Monday, 1 December 2014


Not having blogged for a while I thought I better do an update.
I have a number of projects on the go, one of the latest is using
NVIDIA's CUDA to do Software Defined Radio (SDR). I know
there is nothing too original about this but I wanted to learn how to
use CUDA and I thought SDR would be a place to start.

In the first picture you can see a waterfall of the 2 m band in a
Qt application,  it uses OpenGL and CUDA.
There is not much to see, just some APRS. I am currently working
on the software digital down converters. Using the various memory
resources on the NVIDIA card needs careful planning to obtain
maximum acceleration. I am expecting to be able to have at
least 10 receiver channels running on the card. I have some other ideas
for this Parallel computer like PAPR reduction in DVB-T2.
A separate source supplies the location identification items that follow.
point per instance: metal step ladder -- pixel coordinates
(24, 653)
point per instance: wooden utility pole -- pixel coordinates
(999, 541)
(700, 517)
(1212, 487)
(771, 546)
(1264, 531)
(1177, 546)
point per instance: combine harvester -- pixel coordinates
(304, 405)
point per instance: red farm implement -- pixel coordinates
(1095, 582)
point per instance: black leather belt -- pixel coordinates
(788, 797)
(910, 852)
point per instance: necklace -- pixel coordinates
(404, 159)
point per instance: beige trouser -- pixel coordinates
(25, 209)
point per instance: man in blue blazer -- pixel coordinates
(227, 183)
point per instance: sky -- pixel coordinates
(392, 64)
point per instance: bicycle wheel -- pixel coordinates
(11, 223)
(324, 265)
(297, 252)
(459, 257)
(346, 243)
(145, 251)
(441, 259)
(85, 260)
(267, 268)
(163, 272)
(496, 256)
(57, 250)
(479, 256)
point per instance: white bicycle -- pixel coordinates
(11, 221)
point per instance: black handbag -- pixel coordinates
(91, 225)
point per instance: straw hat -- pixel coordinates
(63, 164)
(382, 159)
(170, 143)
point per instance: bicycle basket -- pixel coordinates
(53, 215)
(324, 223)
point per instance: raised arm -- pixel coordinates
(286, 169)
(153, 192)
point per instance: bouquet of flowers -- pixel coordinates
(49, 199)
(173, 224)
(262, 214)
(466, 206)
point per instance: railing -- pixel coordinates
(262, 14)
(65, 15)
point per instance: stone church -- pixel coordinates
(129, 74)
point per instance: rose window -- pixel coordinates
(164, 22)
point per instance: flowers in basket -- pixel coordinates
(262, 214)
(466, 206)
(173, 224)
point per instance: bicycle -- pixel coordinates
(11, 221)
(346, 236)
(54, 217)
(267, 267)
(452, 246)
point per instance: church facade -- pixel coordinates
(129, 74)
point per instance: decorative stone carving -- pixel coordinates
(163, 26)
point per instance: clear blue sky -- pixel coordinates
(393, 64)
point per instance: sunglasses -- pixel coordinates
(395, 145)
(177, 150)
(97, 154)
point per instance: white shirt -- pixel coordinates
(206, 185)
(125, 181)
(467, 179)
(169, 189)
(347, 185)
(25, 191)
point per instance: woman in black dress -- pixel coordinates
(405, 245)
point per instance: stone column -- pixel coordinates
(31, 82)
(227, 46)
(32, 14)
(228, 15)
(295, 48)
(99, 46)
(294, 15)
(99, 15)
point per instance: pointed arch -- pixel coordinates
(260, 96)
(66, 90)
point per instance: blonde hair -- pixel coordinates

The SDR I am using is an Ettus research B200 which has a USB3
interface between itself and the P.C. The B200 operates from about
50 MHz to 6 GHz. With about a 32 MHz BW. I put mine in a
Hammond 1455L1601 box as it comes without a case.

The Graphics card I am using is a GTX 680 with 1536 CUDA cores. I am
planning to upgrade that to a GTX 690 which has twice as many cores.
The 690 is actually 2 GTX 680s on one card and appears as two
compute devices. Fortunately as these cards are aimed at the Gamer market
and high end Gamers like to have the best gear so the price of last generation
cards on the used markets is very reasonable. I found Gum Tree to be
a better place to buy them rather than eBay.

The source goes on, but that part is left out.